Inside the Serving Loop: How vLLM and SGLang Actually Handle Your Requests
In my previous post, I benchmarked vLLM and SGLang from the outside — measuring speed and accuracy on structured extraction tasks. The numbers were interesting, but they raised a harder question: why do these frameworks perform the way they do?
To find out, I did what any self-respecting engineer would do: I read the code. Both codebases, end-to-end, tracing a single request from API entry to first token output.
What surprised me most wasn't the differences — it was how similar the two frameworks are. They share the same high-level architecture, the same core optimizations, and in many places, nearly identical design decisions. The community discourse sometimes treats them as fundamentally different approaches to inference serving. They're not. They're two implementations of the same ideas, with a few divergence points that might matter for performance.
The Path of a Request
Both frameworks follow the same basic flow. A request arrives over HTTP, gets tokenized, crosses a process boundary via ZMQ to a scheduler, the scheduler decides what to compute and allocates KV cache memory, a GPU worker runs the forward pass, and the first token streams back.
Here's what that looks like, with the two divergence points marked:
Everything outside the green boxes is shared. Same ZMQ transport, same busy-loop scheduling, same "allocate before forward pass" pattern, same streaming output.

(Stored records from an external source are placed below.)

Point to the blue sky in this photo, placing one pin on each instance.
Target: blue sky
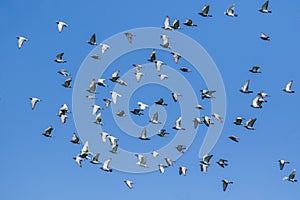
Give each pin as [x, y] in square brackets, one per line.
[35, 167]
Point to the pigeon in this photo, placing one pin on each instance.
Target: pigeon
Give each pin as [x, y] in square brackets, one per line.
[141, 160]
[142, 105]
[143, 135]
[207, 121]
[96, 108]
[129, 36]
[197, 121]
[33, 101]
[121, 113]
[238, 121]
[182, 171]
[21, 40]
[64, 72]
[107, 102]
[218, 117]
[114, 96]
[181, 148]
[167, 25]
[115, 76]
[249, 124]
[92, 87]
[137, 112]
[184, 69]
[176, 56]
[105, 165]
[158, 64]
[234, 138]
[264, 36]
[75, 139]
[222, 163]
[161, 102]
[245, 88]
[61, 25]
[264, 8]
[48, 131]
[78, 160]
[59, 58]
[67, 83]
[291, 177]
[288, 86]
[152, 56]
[162, 133]
[104, 47]
[95, 160]
[226, 183]
[207, 94]
[163, 77]
[175, 96]
[189, 22]
[92, 40]
[178, 124]
[169, 162]
[204, 11]
[129, 183]
[282, 163]
[98, 119]
[165, 43]
[255, 69]
[230, 11]
[154, 119]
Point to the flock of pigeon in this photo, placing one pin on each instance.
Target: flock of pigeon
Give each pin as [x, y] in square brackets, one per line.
[85, 154]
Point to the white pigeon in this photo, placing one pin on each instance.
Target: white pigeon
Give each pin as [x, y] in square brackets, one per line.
[104, 47]
[249, 124]
[245, 88]
[230, 11]
[217, 117]
[98, 119]
[167, 25]
[142, 105]
[264, 8]
[33, 101]
[165, 43]
[158, 64]
[178, 124]
[92, 87]
[114, 96]
[197, 121]
[96, 108]
[129, 183]
[61, 25]
[141, 160]
[154, 119]
[143, 135]
[291, 177]
[288, 87]
[105, 165]
[182, 171]
[21, 40]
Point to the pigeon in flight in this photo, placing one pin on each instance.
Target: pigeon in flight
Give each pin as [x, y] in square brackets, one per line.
[226, 183]
[21, 40]
[204, 11]
[230, 11]
[33, 101]
[61, 25]
[264, 8]
[59, 58]
[288, 87]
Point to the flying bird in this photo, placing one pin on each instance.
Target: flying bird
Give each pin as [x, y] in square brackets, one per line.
[21, 40]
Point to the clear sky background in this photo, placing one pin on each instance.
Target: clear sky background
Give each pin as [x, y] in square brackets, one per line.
[35, 167]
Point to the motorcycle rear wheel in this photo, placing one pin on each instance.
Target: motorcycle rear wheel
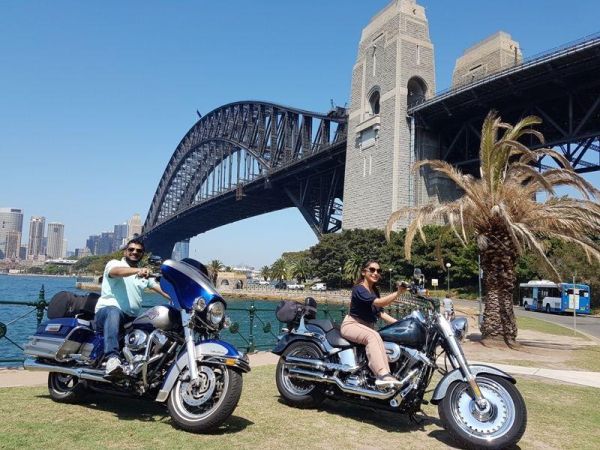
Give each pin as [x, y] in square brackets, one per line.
[191, 411]
[65, 388]
[299, 393]
[501, 427]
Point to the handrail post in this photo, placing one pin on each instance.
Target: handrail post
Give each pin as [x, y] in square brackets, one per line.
[252, 314]
[40, 305]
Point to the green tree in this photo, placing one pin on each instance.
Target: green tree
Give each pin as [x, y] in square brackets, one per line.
[301, 269]
[279, 269]
[499, 211]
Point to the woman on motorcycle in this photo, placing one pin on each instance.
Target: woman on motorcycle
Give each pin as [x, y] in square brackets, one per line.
[366, 306]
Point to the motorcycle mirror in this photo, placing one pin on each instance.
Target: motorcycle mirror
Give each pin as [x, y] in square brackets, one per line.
[155, 260]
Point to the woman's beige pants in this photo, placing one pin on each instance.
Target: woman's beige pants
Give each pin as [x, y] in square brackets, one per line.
[361, 332]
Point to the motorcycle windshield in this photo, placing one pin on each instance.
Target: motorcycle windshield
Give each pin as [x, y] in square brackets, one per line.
[185, 283]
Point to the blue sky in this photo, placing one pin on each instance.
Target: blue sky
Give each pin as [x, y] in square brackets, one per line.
[95, 96]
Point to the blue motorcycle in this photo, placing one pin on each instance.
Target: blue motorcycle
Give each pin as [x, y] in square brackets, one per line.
[172, 353]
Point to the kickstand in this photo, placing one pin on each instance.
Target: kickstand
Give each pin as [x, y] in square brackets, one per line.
[417, 420]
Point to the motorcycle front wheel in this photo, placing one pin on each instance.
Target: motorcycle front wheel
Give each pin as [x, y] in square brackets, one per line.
[206, 405]
[501, 425]
[295, 392]
[65, 388]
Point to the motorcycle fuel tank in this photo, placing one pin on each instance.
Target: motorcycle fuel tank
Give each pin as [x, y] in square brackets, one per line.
[161, 317]
[408, 332]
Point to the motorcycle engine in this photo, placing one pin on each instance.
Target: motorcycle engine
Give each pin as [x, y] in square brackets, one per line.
[136, 340]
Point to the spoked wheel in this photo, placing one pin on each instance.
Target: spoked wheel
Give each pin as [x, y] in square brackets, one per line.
[295, 392]
[500, 424]
[65, 388]
[207, 404]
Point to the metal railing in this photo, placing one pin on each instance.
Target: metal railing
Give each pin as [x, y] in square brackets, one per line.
[259, 332]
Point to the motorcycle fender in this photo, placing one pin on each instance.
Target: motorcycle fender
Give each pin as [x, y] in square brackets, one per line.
[286, 340]
[440, 390]
[212, 351]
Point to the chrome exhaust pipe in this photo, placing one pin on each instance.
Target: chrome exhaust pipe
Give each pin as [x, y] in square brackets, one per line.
[317, 364]
[79, 372]
[321, 377]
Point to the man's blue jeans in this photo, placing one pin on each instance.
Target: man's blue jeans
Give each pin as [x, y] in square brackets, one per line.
[109, 322]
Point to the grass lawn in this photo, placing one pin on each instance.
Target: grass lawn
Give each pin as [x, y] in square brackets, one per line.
[560, 416]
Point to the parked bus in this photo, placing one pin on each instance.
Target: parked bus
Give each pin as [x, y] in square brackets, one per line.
[544, 295]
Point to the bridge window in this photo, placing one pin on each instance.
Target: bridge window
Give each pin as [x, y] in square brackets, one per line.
[374, 103]
[417, 91]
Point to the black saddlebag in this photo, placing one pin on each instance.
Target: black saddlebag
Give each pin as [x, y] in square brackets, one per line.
[67, 304]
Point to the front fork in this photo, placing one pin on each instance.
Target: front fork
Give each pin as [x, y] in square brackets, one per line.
[190, 346]
[461, 360]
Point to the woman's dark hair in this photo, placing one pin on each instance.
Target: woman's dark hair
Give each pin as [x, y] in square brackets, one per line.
[361, 278]
[136, 241]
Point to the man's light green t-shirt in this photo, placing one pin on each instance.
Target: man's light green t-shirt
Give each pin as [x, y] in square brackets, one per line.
[125, 293]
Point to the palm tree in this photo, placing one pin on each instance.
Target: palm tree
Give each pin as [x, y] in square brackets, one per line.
[301, 269]
[265, 272]
[500, 211]
[352, 267]
[279, 269]
[213, 268]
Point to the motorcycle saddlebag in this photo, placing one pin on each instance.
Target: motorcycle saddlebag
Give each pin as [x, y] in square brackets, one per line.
[67, 304]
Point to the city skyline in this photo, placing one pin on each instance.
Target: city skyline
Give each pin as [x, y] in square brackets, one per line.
[116, 97]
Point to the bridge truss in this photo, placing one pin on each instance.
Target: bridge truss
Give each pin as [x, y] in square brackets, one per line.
[248, 158]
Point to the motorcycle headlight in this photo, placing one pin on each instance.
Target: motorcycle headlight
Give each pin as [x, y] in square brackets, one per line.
[215, 313]
[460, 327]
[199, 304]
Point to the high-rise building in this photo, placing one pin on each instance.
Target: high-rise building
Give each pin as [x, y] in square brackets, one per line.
[121, 233]
[134, 225]
[11, 219]
[36, 237]
[181, 250]
[13, 244]
[55, 236]
[92, 244]
[105, 243]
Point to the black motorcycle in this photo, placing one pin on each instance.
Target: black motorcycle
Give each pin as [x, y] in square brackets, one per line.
[479, 405]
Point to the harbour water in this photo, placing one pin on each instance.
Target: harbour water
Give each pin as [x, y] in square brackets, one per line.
[21, 321]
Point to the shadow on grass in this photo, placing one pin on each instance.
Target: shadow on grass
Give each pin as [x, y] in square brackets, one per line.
[389, 421]
[144, 410]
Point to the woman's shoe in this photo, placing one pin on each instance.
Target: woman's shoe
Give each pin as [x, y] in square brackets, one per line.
[387, 380]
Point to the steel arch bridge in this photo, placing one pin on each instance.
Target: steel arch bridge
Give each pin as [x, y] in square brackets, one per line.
[247, 158]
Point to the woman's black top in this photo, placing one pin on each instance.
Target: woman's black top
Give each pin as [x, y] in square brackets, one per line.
[361, 304]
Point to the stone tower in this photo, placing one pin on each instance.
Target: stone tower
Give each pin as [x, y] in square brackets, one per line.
[394, 69]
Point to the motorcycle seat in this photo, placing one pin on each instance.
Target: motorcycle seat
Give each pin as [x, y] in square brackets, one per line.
[336, 340]
[324, 324]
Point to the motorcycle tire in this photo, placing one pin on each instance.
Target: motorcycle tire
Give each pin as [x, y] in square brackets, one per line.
[501, 427]
[298, 393]
[66, 388]
[187, 416]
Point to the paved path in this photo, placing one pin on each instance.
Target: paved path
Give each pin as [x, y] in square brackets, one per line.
[585, 324]
[17, 377]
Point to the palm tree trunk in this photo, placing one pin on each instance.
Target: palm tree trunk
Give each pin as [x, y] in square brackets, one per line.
[499, 278]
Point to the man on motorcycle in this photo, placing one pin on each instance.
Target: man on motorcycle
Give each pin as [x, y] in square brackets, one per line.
[123, 284]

The green boxes are where the interesting decisions live.
Divergence 1: Scheduling Priority
The two frameworks schedule prefill and decode work in opposite order.
vLLM runs a decode-first policy. In its schedule() loop, it iterates running requests first — these are the decode requests already generating tokens. Only after all running requests are accounted for does it move to the waiting queue for new prefills, and both draw from the same token budget:
# vLLM: v1/core/sched/scheduler.py:357
# First, schedule the RUNNING requests.
req_index = 0
while req_index < len(self.running) and token_budget > 0:
request = self.running[req_index]
...
token_budget -= num_new_tokens
# v1/core/sched/scheduler.py:535
# Next, schedule the WAITING requests.
while self.waiting and token_budget > 0:
...
SGLang runs a prefill-first policy. Its get_next_batch_to_run() tries to build a prefill batch first, and returns it immediately if one exists. Decode only runs when there's no prefill work pending:
# SGLang: scheduler.py:1935-1955
new_batch = self.get_new_batch_prefill()
if new_batch is not None:
# Run prefill first if possible
ret = new_batch
else:
# Run decode
if not self.running_batch.is_empty():
self.running_batch = self.update_running_batch(self.running_batch)

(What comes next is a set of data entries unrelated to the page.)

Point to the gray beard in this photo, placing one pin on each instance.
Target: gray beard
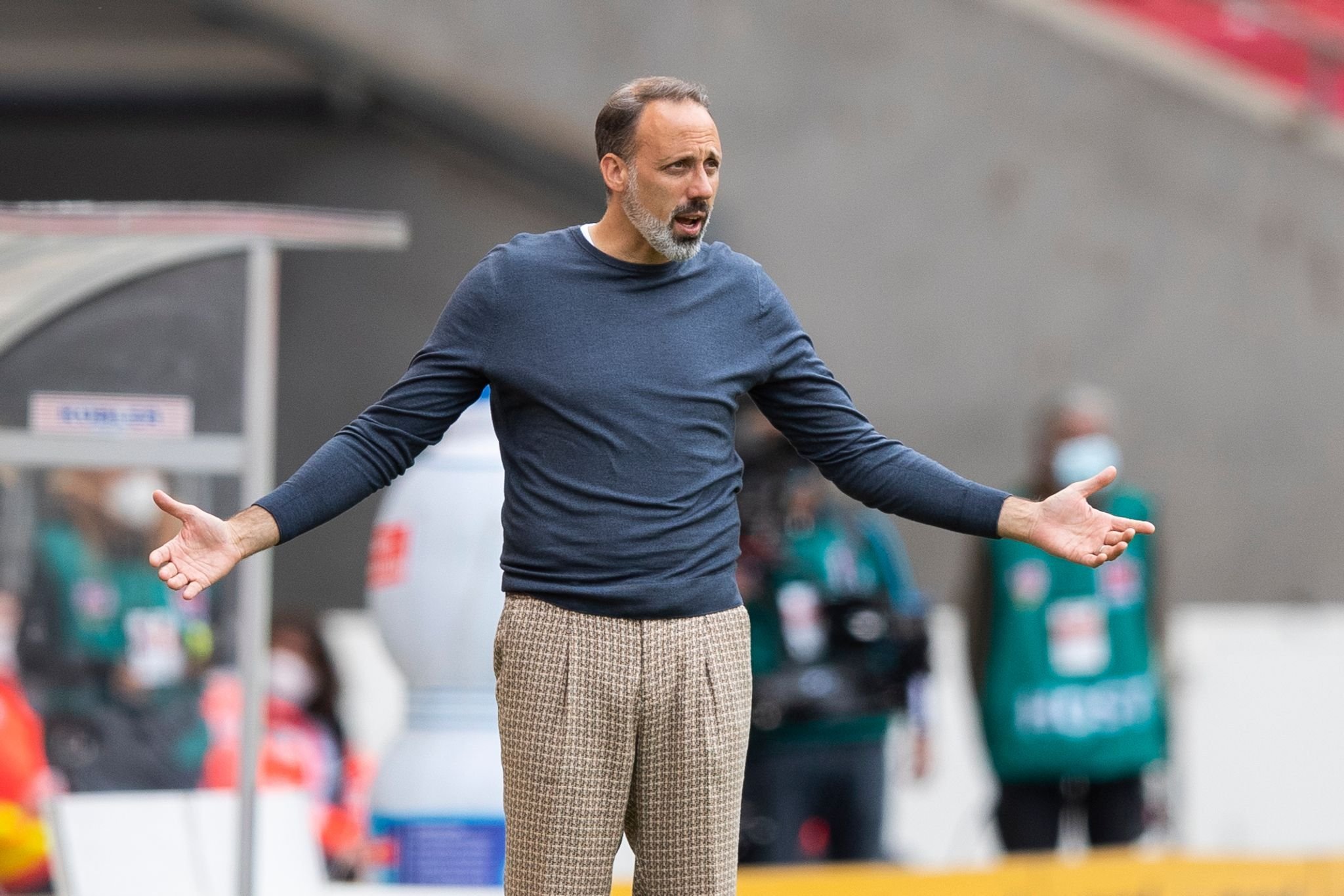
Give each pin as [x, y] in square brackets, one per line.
[656, 232]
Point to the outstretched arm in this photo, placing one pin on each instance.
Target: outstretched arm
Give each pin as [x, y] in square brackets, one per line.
[207, 547]
[1069, 527]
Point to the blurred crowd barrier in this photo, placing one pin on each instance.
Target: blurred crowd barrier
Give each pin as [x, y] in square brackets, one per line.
[1113, 874]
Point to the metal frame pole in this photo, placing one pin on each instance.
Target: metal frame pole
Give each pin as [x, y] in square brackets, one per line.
[255, 586]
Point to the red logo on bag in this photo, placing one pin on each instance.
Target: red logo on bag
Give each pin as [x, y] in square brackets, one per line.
[387, 554]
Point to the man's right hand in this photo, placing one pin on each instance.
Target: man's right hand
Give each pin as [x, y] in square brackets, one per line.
[207, 547]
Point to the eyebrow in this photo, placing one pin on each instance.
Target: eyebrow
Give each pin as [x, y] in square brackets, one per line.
[668, 160]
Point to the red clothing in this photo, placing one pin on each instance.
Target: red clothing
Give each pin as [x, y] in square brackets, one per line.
[299, 752]
[23, 777]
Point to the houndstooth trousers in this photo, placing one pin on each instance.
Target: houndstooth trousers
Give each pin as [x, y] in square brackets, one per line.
[612, 724]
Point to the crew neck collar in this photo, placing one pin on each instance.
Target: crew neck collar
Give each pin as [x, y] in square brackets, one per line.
[635, 268]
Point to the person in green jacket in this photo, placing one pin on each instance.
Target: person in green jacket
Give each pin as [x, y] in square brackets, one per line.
[816, 785]
[1065, 657]
[109, 652]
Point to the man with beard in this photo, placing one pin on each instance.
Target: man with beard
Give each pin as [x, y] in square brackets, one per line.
[616, 356]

ret = self.running_batch if not self.running_batch.is_empty() else None
The difference doesn't matter much under light load — if the scheduler has spare capacity, both approaches process everything promptly. But under heavy mixed traffic, the policies diverge in what they protect:
-
Decode-first (vLLM) protects latency for in-flight requests. If you're already generating tokens for a user, your decode steps won't be delayed by a burst of new arrivals. This goes further than just prioritization — if any running request had to be preempted during scheduling (due to insufficient KV cache blocks), the scheduler skips the waiting queue entirely that step. Under memory pressure, it's not decode-first, it's decode-only. The cost is that new requests may sit in the waiting queue longer before their first token.
-
Prefill-first (SGLang) optimizes for time-to-first-token on new arrivals. Incoming requests get started quickly. But under sustained load, decode steps for in-flight requests could be delayed, potentially increasing inter-token latency for users already mid-response.

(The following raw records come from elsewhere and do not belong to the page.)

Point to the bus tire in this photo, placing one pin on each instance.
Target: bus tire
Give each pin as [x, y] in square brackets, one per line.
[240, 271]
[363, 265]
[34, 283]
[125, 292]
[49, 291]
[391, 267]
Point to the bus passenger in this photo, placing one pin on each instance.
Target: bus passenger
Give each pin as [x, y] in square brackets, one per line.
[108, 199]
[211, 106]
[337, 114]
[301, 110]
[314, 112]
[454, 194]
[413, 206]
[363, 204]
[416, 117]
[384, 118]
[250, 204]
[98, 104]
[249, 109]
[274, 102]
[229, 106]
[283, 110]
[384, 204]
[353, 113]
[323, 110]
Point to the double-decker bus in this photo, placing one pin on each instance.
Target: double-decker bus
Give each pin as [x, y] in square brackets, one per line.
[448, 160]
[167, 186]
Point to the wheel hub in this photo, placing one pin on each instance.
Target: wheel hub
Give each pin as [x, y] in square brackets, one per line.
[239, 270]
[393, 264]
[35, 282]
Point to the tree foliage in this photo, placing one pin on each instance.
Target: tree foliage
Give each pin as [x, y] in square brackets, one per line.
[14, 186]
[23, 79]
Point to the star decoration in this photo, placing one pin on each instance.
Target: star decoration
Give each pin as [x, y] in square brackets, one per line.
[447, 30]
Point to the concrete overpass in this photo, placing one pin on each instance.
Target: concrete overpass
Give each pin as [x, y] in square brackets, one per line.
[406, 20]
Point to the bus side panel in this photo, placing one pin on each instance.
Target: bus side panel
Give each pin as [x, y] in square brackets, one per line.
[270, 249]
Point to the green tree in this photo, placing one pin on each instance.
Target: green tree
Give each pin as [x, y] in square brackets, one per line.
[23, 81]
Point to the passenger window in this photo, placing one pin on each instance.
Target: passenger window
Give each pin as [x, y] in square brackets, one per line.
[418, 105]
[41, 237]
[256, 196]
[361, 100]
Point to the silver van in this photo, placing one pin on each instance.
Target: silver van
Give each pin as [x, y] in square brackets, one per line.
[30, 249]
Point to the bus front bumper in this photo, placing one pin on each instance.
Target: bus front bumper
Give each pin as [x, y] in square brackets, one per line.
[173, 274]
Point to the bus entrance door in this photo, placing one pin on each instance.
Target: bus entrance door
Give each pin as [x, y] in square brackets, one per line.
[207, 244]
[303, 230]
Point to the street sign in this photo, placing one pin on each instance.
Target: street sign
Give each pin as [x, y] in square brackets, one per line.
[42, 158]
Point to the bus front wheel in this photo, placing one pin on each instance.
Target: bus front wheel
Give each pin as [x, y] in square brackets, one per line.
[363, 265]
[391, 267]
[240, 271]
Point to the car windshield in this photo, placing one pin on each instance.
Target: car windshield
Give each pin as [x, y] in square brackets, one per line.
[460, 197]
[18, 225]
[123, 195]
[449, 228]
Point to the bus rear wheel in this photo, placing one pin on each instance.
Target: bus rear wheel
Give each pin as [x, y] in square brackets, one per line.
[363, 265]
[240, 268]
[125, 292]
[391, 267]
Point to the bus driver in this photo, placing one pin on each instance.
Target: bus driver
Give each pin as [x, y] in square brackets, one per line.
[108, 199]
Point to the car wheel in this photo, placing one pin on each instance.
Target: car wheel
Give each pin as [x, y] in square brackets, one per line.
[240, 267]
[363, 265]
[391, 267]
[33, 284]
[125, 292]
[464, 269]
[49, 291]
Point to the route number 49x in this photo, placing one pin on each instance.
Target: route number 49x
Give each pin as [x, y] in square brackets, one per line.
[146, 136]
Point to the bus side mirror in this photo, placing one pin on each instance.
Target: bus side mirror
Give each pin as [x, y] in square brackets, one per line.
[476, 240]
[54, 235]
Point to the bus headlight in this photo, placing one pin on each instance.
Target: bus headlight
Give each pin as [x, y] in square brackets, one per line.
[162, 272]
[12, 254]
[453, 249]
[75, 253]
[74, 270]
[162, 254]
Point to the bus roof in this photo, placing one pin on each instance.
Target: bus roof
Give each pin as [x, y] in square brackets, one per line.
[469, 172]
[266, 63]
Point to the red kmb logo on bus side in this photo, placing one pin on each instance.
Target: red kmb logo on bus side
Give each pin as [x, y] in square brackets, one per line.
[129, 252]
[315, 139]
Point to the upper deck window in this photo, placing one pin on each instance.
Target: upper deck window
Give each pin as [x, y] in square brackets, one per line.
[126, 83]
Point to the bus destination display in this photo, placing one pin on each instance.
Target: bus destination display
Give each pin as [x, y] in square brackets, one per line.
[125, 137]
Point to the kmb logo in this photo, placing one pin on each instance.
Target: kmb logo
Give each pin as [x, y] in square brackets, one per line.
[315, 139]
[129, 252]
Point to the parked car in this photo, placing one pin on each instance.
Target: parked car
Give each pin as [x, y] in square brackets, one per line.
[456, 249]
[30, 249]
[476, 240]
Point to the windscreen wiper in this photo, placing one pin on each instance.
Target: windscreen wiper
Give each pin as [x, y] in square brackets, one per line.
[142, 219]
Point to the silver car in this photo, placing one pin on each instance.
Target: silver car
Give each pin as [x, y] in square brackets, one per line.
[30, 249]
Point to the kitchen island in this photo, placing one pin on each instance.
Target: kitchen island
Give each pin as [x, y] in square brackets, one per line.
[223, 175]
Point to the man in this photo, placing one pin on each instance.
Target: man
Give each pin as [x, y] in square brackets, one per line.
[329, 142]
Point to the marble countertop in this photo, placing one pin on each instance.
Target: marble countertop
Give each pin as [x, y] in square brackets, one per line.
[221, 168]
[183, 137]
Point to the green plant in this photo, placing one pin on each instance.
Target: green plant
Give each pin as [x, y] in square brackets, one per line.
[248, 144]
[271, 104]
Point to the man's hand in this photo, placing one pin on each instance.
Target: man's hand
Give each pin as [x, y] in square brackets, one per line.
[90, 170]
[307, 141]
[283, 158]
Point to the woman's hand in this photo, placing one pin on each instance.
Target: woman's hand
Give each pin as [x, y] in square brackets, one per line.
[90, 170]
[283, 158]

This is a genuine architectural tradeoff, not a bug in either implementation. For a chat application where users are sensitive to how quickly a response starts, prefill-first makes sense. For a throughput-oriented pipeline where you want consistent generation speed for in-flight requests, decode-first is the safer choice.
In practice, with chunked prefill enabled (the standard production configuration), the gap narrows — prefill work is broken into chunks that interleave with decode steps, so neither policy fully starves the other. But under memory pressure or bursty traffic, the scheduling order determines which requests degrade first.
Divergence 2: Prefix Cache Granularity — Blocks vs. Tokens
When multiple requests share the same system prompt (which is most production workloads), both frameworks try to avoid recomputing the shared prefix by caching the KV values from the first request and reusing them for subsequent ones. The difference is in how fine-grained that caching is.
vLLM caches at block granularity. The default block size is 16 tokens. Only full blocks — blocks completely filled with computed tokens — are hashed and eligible for caching. The rule is explicit in the code:
# vLLM: kv_cache_utils.py:574-576
# "We only hash full blocks"
# end_token_idx = start_token_idx + block_size must be <= num_tokens
# The block count is computed via integer division:
# single_type_kv_cache_manager.py:249
num_full_blocks = num_tokens // self.block_size
SGLang caches at token granularity. With the default page_size=1, the radix trie matches token by token:
# SGLang: server_args.py:2198-2200
def _handle_page_size(self):
if self.page_size is None:
self.page_size = 1
# radix_cache.py:191-198 — _key_match_page_size1
# Matches individual tokens against the trie, one at a time.
# Every token in a shared prefix that exists in the tree is a hit.
I sent the same 100-token system prompt twice and measured cached tokens on the second request. The Qwen3-VL chat template adds ~18 tokens of markup, so the actual prompt was 118 tokens. Here's what vLLM does with that, block by block:
- Block 0: tokens 0–15 → hashed as
hash(NONE_HASH, (tok0...tok15))→ cached - Block 1: tokens 16–31 → hashed as
hash(block0_hash, (tok16...tok31))→ cached - ...through Block 6: tokens 96–111 → cached
- Tokens 112–117 → partial block.
num_full_blocks = 118 // 16 = 7, so only 112 tokens enter the cache.
SGLang's radix trie matches all 117 (every token but the last, which must be recomputed for logit generation). The results:
| Framework | Prompt Tokens | Cached (2nd request) | Recomputed |
|---|---|---|---|
| vLLM | 118 | 112 | 6 |
| SGLang | 118 | 117 | 1 |
vLLM cached exactly floor(118/16) × 16 = 112 tokens. SGLang cached 118 − 1 = 117. The formulas match the code exactly.
I also swept across different prompt lengths to check alignment effects:
| Content Tokens | Total Prompt | vLLM Cached | SGLang Cached | vLLM Waste |
|---|---|---|---|---|
| 16 | 34 | 32 | 33 | 2 tokens |
| 17 | 35 | 32 | 34 | 3 tokens |
| 31 | 49 | 48 | 48 | 1 token |
| 32 | 50 | 48 | 49 | 2 tokens |
| 48 | 66 | 64 | 65 | 2 tokens |
| 49 | 67 | 64 | 66 | 3 tokens |
vLLM's cached values are always exact multiples of 16. SGLang's are always total − 1. The waste ranges from 1 to 15 tokens depending on alignment (expected average ~8 for random prompt lengths), and it adds up at batch scale: 100 concurrent requests collectively waste ~800 extra prefill tokens. At high-batch prefill throughput for a 4B model (~50,000 tokens/sec), that's roughly 16ms of extra compute. Not catastrophic, but not zero.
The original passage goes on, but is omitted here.